When talking about how they begin their projects, Silicon Valley entrepreneurs love to use the Ray Bradbury quote, "Jump off the cliff and learn how to make wings on the way down." This is the only way I've found to get any major habit formed. You have to first dive in recklessly, and then start planning once you've proven you can do it consistently. Specifically in that order. The trick after using that initial spark is to figure out how to keep things running even when you're not inspired. Because eventually there will be days when streaming won't be fun. It won't be every day, but they will come, and these days are the ones that unmake most streamers. One of my all-time favorite quotes is from artist Chuck Close, who said, "Inspiration is for amateurs - the rest of us just show up and get to work."


During this time, you're going to notice a few things different about Twitch streaming itself. You're not the only person who's at home all day, after all. Everyone is in the same boat. That means your whole household and and all the households nearby are also on their couch downloading and uploading to their hearts' content. Your internet speeds won't be the same as they were a month ago- you'll likely have to lower your bitrate or resolution settings to make your stream avoid cutting out.

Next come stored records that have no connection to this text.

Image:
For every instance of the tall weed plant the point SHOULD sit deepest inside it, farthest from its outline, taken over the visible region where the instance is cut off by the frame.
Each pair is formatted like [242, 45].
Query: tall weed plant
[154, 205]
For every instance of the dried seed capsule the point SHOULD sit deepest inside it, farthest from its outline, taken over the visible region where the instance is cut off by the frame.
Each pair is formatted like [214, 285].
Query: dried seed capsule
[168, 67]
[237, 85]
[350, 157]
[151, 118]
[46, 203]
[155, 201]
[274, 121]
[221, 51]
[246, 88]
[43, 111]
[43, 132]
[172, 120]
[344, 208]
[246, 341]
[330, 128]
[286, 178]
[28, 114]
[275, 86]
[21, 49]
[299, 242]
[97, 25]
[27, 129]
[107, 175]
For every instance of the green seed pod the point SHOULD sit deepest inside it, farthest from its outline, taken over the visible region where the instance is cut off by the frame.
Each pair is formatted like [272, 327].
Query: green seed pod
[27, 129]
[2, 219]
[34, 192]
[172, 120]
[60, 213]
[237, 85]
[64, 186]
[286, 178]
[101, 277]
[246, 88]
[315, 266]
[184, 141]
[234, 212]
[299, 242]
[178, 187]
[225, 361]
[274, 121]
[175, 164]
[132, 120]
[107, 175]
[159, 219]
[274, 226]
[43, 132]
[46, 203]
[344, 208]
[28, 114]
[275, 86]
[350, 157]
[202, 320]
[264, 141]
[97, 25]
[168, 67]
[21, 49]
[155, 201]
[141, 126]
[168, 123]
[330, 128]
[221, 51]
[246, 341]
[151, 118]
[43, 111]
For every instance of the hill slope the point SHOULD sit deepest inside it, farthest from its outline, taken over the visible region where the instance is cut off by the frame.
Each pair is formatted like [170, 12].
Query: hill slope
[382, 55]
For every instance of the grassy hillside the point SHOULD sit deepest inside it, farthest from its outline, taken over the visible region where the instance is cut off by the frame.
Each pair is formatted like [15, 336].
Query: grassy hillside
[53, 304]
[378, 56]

The Twitch servers are experiencing a similar concept on their side too. Because so many people are at home now, many of them are using their increased hours to stream more than they usually would. This huge boost in activity means your streams are much less likely to be given variable quality settings for viewers with slower internet connections. Did you ever notice on some streams that you can change the video resolution from 1080 to 720, 480, 360 or 160p to help the stream load, but sometimes on a stream it only says 'Source' resolution is available and you can't change it? That's because having multiple quality options is a privilege to everyone but Partnered streamers, not an expectation. Whether you get these settings is randomly selected each time you go live, based on the current Twitch server load. And the server load is heavy right now, so your stream is likely to be available only at the exact resolution and bitrate you're outputting during the quarantine, without the ability for viewers to turn it down. Another reason not to overdo it with your output settings.

During this time, you may also receive fewer audience members than you would have a month ago. This will either be due to more choices for viewers because of increased saturation of streamers going live, or your stream not loading on viewers' computers due to a lack of variable quality settings. Don't let this discourage you. As we've established in previous entries, you're not streaming for a fickle viewer number, you're streaming because it's what you love to do. Let this be your time to decompress while enjoying a video game or favorite activity on camera, appreciate and engage with the viewers who do join, and build rock-solid streaming habits so you'll have them in place once everything is back to normal. Even if you have lower numbers, people are looking to be entertained right now. Those few people on your stream today might really appreciate you taking their mind off their troubles for a while. So don't let the quarantine's disadvantages stop you from doing what you love doing. Stay at home and build your Twitch streaming dream!